Hassi Khebi 001 meteorites were recovered out of the Tindouf province of Algeria in 2022. Many small broken stones and fragments were found. They had a distinctively frothy fusion crust and broken surfaces showed many tiny chondrules, CAI's, and clasts contrasted against a charcoal-black matrix. Analysis and classification took place at UNM by Dr. Carl Agee. As expected, this meteorite was a carbonaceous chondrite, but the oxygen isotope plot placed it outside the domain of known carbonaceous classes. The official classification is "C3-ungrouped" and it is one of only 31 known meteorites of this type.
Visually, this meteorite resembles an aesthetically-pleasing carbonaceous matrix that is not unlike Allende or Murchison, except with fewer CAI inclusions. The fusion crust and matrix is relatively fresh, so while this is not a recent fall, it is not an ancient weathered example either. For collectors, this is a good example of a rare/exotic type and it represents the first catalog entry on a new dense collection area (Hassi Khebi).
Refer to the photo. The black centimeter cube is shown for scale and is not included. You are purchasing a small fragment like the one shown.
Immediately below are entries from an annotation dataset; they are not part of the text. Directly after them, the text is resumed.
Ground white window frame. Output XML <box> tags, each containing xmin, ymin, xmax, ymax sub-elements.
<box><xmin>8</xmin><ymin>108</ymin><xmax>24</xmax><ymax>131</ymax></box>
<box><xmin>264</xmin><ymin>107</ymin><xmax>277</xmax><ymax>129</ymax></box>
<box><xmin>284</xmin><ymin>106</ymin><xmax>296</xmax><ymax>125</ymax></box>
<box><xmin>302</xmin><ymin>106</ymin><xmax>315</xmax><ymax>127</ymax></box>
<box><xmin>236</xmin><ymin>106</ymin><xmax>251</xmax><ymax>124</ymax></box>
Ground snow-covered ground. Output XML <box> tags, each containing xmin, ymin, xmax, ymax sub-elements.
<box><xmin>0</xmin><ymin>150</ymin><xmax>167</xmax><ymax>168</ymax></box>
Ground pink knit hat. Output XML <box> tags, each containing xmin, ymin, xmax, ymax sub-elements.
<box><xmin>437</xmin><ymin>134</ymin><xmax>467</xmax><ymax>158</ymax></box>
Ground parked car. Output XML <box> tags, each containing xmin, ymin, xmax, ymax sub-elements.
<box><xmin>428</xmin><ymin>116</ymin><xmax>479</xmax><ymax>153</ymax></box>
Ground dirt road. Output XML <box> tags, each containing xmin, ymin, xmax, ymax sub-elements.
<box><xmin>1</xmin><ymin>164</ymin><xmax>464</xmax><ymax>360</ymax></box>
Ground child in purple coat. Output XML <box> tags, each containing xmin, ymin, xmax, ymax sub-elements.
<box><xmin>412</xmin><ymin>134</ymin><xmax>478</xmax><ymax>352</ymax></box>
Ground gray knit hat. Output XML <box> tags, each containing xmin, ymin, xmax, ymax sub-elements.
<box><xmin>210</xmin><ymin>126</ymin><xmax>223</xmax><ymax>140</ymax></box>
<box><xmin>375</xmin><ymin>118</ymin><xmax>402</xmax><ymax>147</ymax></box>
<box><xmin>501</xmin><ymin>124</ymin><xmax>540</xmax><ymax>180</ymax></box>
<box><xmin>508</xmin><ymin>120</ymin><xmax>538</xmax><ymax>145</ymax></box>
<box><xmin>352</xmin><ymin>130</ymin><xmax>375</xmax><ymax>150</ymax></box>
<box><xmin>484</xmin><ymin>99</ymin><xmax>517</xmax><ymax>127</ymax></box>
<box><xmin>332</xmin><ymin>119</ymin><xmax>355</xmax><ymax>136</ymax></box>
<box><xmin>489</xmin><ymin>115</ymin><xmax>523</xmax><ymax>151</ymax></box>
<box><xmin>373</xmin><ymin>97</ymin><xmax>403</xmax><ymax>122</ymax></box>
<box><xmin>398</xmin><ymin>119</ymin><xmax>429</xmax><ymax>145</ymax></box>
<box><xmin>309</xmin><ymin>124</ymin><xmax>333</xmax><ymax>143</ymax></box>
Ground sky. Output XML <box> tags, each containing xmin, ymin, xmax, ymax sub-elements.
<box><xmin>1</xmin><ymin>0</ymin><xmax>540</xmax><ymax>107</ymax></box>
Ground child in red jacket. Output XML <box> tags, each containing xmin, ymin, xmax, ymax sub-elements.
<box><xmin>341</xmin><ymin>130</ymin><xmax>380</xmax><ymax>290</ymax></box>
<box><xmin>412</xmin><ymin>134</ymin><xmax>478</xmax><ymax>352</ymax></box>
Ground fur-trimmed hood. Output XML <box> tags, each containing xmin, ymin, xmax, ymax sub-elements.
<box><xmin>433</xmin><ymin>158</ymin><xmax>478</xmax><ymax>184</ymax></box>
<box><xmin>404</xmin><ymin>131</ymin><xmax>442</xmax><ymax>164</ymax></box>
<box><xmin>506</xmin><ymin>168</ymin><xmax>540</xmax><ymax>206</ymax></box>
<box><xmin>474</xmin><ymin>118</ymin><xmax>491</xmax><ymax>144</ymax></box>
Your purchase will include a labeled gemjar for safe storage.
From the Meteoritical Bulletin entry on Hassi Khebi 001 :
Hassi Khebi 001 29°09’28.3"N, 4°55’43.3"W
Tindouf, Algeria
Purchased: 2022
Classification: Carbonaceous chondrite (C3, ungrouped)
History: Purchased by Matthew Stream from an Algerian meteorite dealer in August 2022. Found approximately 15 km southeast of Hassi Khébi in Tindouf Province, Algeria.
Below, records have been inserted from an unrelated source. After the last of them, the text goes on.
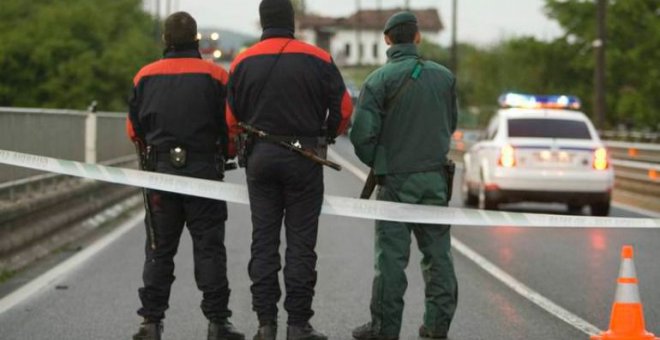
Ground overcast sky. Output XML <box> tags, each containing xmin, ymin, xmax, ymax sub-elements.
<box><xmin>145</xmin><ymin>0</ymin><xmax>561</xmax><ymax>45</ymax></box>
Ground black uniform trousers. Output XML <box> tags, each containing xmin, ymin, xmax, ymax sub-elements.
<box><xmin>246</xmin><ymin>141</ymin><xmax>323</xmax><ymax>326</ymax></box>
<box><xmin>138</xmin><ymin>162</ymin><xmax>231</xmax><ymax>321</ymax></box>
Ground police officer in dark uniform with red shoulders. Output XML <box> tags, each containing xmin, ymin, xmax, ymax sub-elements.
<box><xmin>128</xmin><ymin>12</ymin><xmax>245</xmax><ymax>340</ymax></box>
<box><xmin>228</xmin><ymin>0</ymin><xmax>352</xmax><ymax>340</ymax></box>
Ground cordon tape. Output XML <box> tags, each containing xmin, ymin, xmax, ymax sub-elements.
<box><xmin>0</xmin><ymin>149</ymin><xmax>660</xmax><ymax>229</ymax></box>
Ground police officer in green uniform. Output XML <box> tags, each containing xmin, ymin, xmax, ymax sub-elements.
<box><xmin>350</xmin><ymin>12</ymin><xmax>458</xmax><ymax>340</ymax></box>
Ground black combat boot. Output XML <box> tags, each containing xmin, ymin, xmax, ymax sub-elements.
<box><xmin>133</xmin><ymin>319</ymin><xmax>163</xmax><ymax>340</ymax></box>
<box><xmin>286</xmin><ymin>324</ymin><xmax>328</xmax><ymax>340</ymax></box>
<box><xmin>207</xmin><ymin>319</ymin><xmax>245</xmax><ymax>340</ymax></box>
<box><xmin>419</xmin><ymin>325</ymin><xmax>447</xmax><ymax>339</ymax></box>
<box><xmin>353</xmin><ymin>322</ymin><xmax>399</xmax><ymax>340</ymax></box>
<box><xmin>252</xmin><ymin>321</ymin><xmax>277</xmax><ymax>340</ymax></box>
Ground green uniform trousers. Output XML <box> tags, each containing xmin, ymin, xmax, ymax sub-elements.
<box><xmin>371</xmin><ymin>171</ymin><xmax>458</xmax><ymax>336</ymax></box>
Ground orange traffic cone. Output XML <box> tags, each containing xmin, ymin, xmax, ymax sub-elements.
<box><xmin>591</xmin><ymin>246</ymin><xmax>660</xmax><ymax>340</ymax></box>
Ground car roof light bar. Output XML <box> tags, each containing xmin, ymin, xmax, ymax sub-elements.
<box><xmin>498</xmin><ymin>93</ymin><xmax>581</xmax><ymax>110</ymax></box>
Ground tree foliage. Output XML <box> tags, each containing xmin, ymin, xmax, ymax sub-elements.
<box><xmin>0</xmin><ymin>0</ymin><xmax>158</xmax><ymax>110</ymax></box>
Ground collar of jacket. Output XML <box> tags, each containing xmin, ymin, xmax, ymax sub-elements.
<box><xmin>163</xmin><ymin>41</ymin><xmax>202</xmax><ymax>59</ymax></box>
<box><xmin>261</xmin><ymin>28</ymin><xmax>293</xmax><ymax>41</ymax></box>
<box><xmin>387</xmin><ymin>44</ymin><xmax>419</xmax><ymax>61</ymax></box>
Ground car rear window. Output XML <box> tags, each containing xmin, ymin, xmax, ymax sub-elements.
<box><xmin>509</xmin><ymin>118</ymin><xmax>591</xmax><ymax>139</ymax></box>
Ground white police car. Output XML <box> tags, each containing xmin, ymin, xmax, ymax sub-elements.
<box><xmin>462</xmin><ymin>93</ymin><xmax>614</xmax><ymax>216</ymax></box>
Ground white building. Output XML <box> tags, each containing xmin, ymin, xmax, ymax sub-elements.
<box><xmin>297</xmin><ymin>8</ymin><xmax>443</xmax><ymax>66</ymax></box>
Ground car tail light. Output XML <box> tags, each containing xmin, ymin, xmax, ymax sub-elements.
<box><xmin>498</xmin><ymin>145</ymin><xmax>516</xmax><ymax>168</ymax></box>
<box><xmin>594</xmin><ymin>148</ymin><xmax>610</xmax><ymax>170</ymax></box>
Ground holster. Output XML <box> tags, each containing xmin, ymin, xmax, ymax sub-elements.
<box><xmin>444</xmin><ymin>159</ymin><xmax>456</xmax><ymax>203</ymax></box>
<box><xmin>314</xmin><ymin>136</ymin><xmax>328</xmax><ymax>159</ymax></box>
<box><xmin>236</xmin><ymin>132</ymin><xmax>254</xmax><ymax>168</ymax></box>
<box><xmin>214</xmin><ymin>152</ymin><xmax>225</xmax><ymax>180</ymax></box>
<box><xmin>140</xmin><ymin>145</ymin><xmax>158</xmax><ymax>171</ymax></box>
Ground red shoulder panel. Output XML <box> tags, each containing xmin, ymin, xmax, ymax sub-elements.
<box><xmin>230</xmin><ymin>38</ymin><xmax>332</xmax><ymax>72</ymax></box>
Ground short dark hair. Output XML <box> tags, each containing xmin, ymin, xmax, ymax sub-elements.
<box><xmin>163</xmin><ymin>12</ymin><xmax>197</xmax><ymax>46</ymax></box>
<box><xmin>385</xmin><ymin>22</ymin><xmax>419</xmax><ymax>44</ymax></box>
Physical characteristics: Dark gray/black fusion-crusted exterior, saw cut surface reveals scattered well-formed chondrules set in a black matrix that makes up over 50% of this meteorite. Some of the chondrules appear to have orange iron-staining. Rare small CAIs are visible.
Petrography: (C. Agee and M. Spilde, UNM) Electron microprobe examination reveals a fine-grained matrix that gives slightly low microprobe totals (~95%) consistent with the absence of significant hydrous phases. Most chondrules are porphyritic type I with predominantly forsteritic olivines and enstatitic pyroxenes. Apparent mean chondrule diameter is 275±227 μm (n=50). Kamacite and Fe-Ni sulfide are the dominant opaque phases. Cr-magnetite was not detected. Vesicular fusion crust is 200-300 µm thick.
Geochemistry: (M. Spilde and C. Agee, UNM) Type I chondrule olivine Fa1.3±1.4, Cr2O3=0.34±0.16 (wt%) n=24; low-Ca pyroxene Fs1.6±0.8Wo1.6±1.5, n=9; matrix (20 μm defocused microprobe beam) SiO2=31.5±5.3, TiO2=0.32±0.66, Cr2O3=0.43±0.14, Al2O3=4.4±3.6, FeO=29.6±9.7, MgO=15.7±3.7, CaO=3.0±3.4, NiO=1.6±0.3, MnO=0.21±0.07, Na2O=0.18±0.05, K2O=0.27±0.15, SO3=7.3±3.6 (all wt%), n=7., with total around 95 wt% not consistent with significant hydrous phases being present. Fusion crust, proxy from bulk composition (20 µm defocused microprobe beam) SiO2=43.5±2.5, TiO2=0.17±0.01, Cr2O3=0.58±0.04, Al2O3=4.2±0.5, FeO=19.5±4.0, MgO=28.2±2.5, CaO=3.1±0.3, NiO=0.10±0.07, MnO=0.35±0.01, Na2O=0.83±0.12, K2O=0.07±0.01 (all wt%), n=7. Oxygen isotopes (K. Ziegler, UNM): 3 acid-washed fragments analyzed by laser fluorination gave δ17O=-6.509,-7.235,-9.497; δ18O=-1.497, -2.483, -5.165 (all ‰).
Classification: Carbonaceous chondrite ungrouped (C3). Oxygen isotopic compositions are significantly displaced below the CCAM indicating ungrouped carbonaceous chondrite. Type 3 based on a predominantly anhydrous matrix and Cr2O3 content of olivine.